First, Washington has the poorest math standards in the US (probably the world). They hired some hack professors who earned a million to create an even lower standard, so now Washington is stuck with two useless documents. Then OSPI recommended, nay imposed on communities some incredibly stupid textbooks to teach their children with. Finally, OSPI contracted Pearson to polish off the rest of the education budget with a %billion+ do-nothing test, named the WASL, that costs about $25 per test to administer and correct for every child each year.

Waste, Waste, and more Waste.

People were skeptical when the programs were approved and fearful when the math programs were finally implemented. Now with experience behind them, the public is downright mad - I would be if I couldn't multiply.

I can't think of a worse punishment than having them spend the rest of their dull lives sleeping with their own damn textbooks. Instead of a stoning, we'll call it a booking.

dan dempsey said...

Above I find:
that costs about $25 per test to administer and correct for every child each year.

Unfortunately way more than that...really about double from what I've heard lets say $50+ for WASL high school testing last year.

And what is the cost of blowing two weeks of school?

Reading ..Writting and then about a month later Math .. Science.

Anonymous said...

$50 per year per test? Where'd you hear that...inflation?

Anonymous said...

This was worth the research:

WASL costs total $164.5 million over 4 years.

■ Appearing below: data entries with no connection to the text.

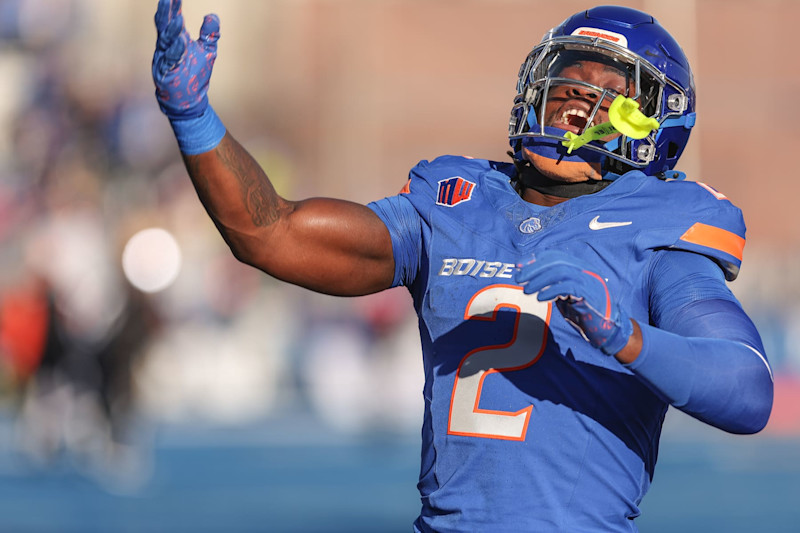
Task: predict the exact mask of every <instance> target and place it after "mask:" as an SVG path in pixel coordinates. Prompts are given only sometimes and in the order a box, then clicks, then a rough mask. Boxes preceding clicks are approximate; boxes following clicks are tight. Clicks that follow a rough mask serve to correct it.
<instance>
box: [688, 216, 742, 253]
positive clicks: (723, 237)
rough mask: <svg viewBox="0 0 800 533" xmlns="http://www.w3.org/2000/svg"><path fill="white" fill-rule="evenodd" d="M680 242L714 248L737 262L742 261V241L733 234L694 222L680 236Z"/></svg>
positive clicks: (726, 231)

Here’s the breakdown:

$ 374,861 to Assessment and Evaluation Services for the period 8/1/2008 to 12/31/2010. The scope of work includes coordination of quality control work efforts.
$131,193,205 to Data Recognition Corporation for the period 10/20/2008 – 12/31/2012. The scope of work includes testing operations, scoring and reporting, translations, teacher development.
$ 8,388,699 to Educational Service District 113 for the period 10/20/2008 – 12/31/2012. The scope of work includes the Collection of Evidence (alternative to the WASL).
$ 18,275,563 to Educational Testing Service for the period 7/21/2008 – 12/31/2012. The scope of work includes assisting with work efforts associated with item and test development, and coordination of professional development.
$ 6,592,350 to Measured Progress for the period 10/20/2008 – 12/31/2012. The scope of work includes the Washington Alternate Assessment System Portfolio.

164 million/4 years/1000000 students = $41 per test per student per year.

ascannell said...

I don't think you have a firm grasp of what differentiated instruction means. Differentiated instruction means planning for a variety of different student ability levels and different academic needs. It means taking the same lesson plan and making it appropriate for all learners so that everyone is challenged on an appropriate level. This includes adaptations for students with disabilities, students who are learning English and special challenges for students who need it. Your article seems to connect differentiated instruction with ability grouping and interventions. These are all separate strategies used in classrooms to help students. Students do not need "required necessary skills" in order to benefit from differentiated instruction. Instead, the point of differentiated instruction is to give each student what they need.